11. Einreichung von Wahlvorschlägen für Wahlen zu Volksvertretungen

Für die Europawahl werden die Kandidaten auf einer Bundesversammlung in geheimer Wahl gewählt und den zuständigen Behörden schriftlich gemeldet. Die Aufstellung der Kandidaten für die Bundestagswahl, Landtagswahl und Kommunalwahl und ihre schriftliche Bekanntgabe an die zuständigen Behörden sind gesetzlich geregelt.

12. Auflösung der Partei oder eines Gebietsverbandes und Verschmelzung mit anderen Parteien

Über die Auflösung der Partei und die Verschmelzung mit anderen Parteien kann nur die Bundesversammlung beschließen.

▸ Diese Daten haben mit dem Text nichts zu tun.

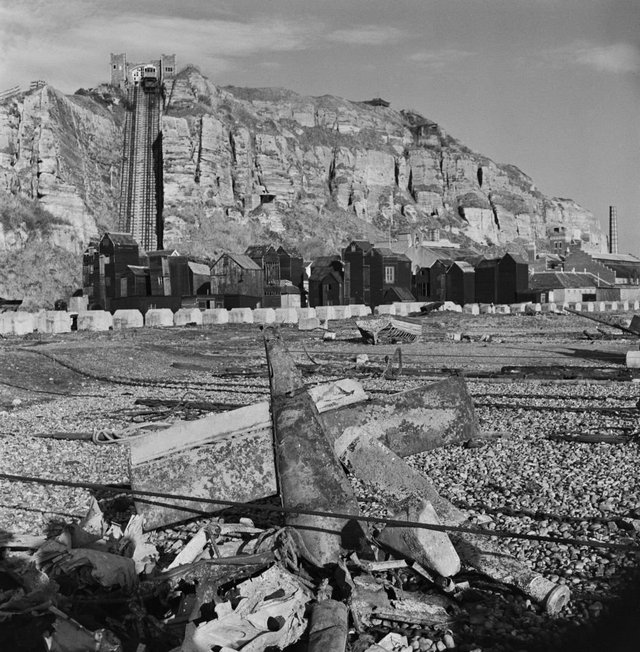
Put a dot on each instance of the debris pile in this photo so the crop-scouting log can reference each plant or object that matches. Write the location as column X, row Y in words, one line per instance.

Hat die Bundesversammlung beschlossen, die Partei aufzulösen oder mit einer oder mehreren Parteien zu verschmelzen, so ist unter den Mitgliedern im ganzen Bundesgebiet eine Urabstimmung in schriftlicher Form (Brief) durchzuführen. Die Durchführung obliegt dem Bundesvorstand. Bei der Öffnung der Briefe und der Auszählung müssen mindestens 3 Vorstandsmitglieder zugegen sein.

Sprechen sich 75% oder mehr der Mitglieder für die Auflösung oder Verschmelzung aus, so gilt der Beschluss der Bundesversammlung als bestätigt, d.h., die entsprechenden Maßnahmen treten in Kraft. Die Urabstimmung muss innerhalb von 8 Wochen nach dem Beschluss der Bundesversammlung abgeschlossen sein. Die Mitglieder müssen spätestens 14 Tage nach dem Beschluss der Bundesversammlung über die Urabstimmung orientiert werden (Poststempel).

Wenn bei einer Neuwahl oder Nachwahl kein vollständiger Vorstand zustande kommt, kann ein Gebietsverband von dem übergeordneten Gebietsvorstand aufgelöst werden.

13. Mitgliedsbeitrag

Es ist ein monatlicher Mitgliedsbeitrag zu zahlen. Dieser soll aus arbeitstechnischen Gründen für das ganze Jahr im voraus gezahlt werden, Teilzahlungen sind jedoch möglich. Die Höhe der Mitgliedsbeiträge, eventuelle Beitragsermäßigungen und die Aufteilung auf die Gebietsverbände legt die Bundesversammlung fest.

14. Finanzordnung

Über die Einnahmen, Ausgaben und Vermögenswerte wird Buch geführt gemäß den Bestimmungen des aktuellen Parteiengesetzes. Für jedes Kalenderjahr wird ein Rechenschaftsbericht erstellt. Er wird bis zum 30. September des dem Rechnungsjahr folgenden Jahres beim Präsidenten des Deutschen Bundestages eingereicht.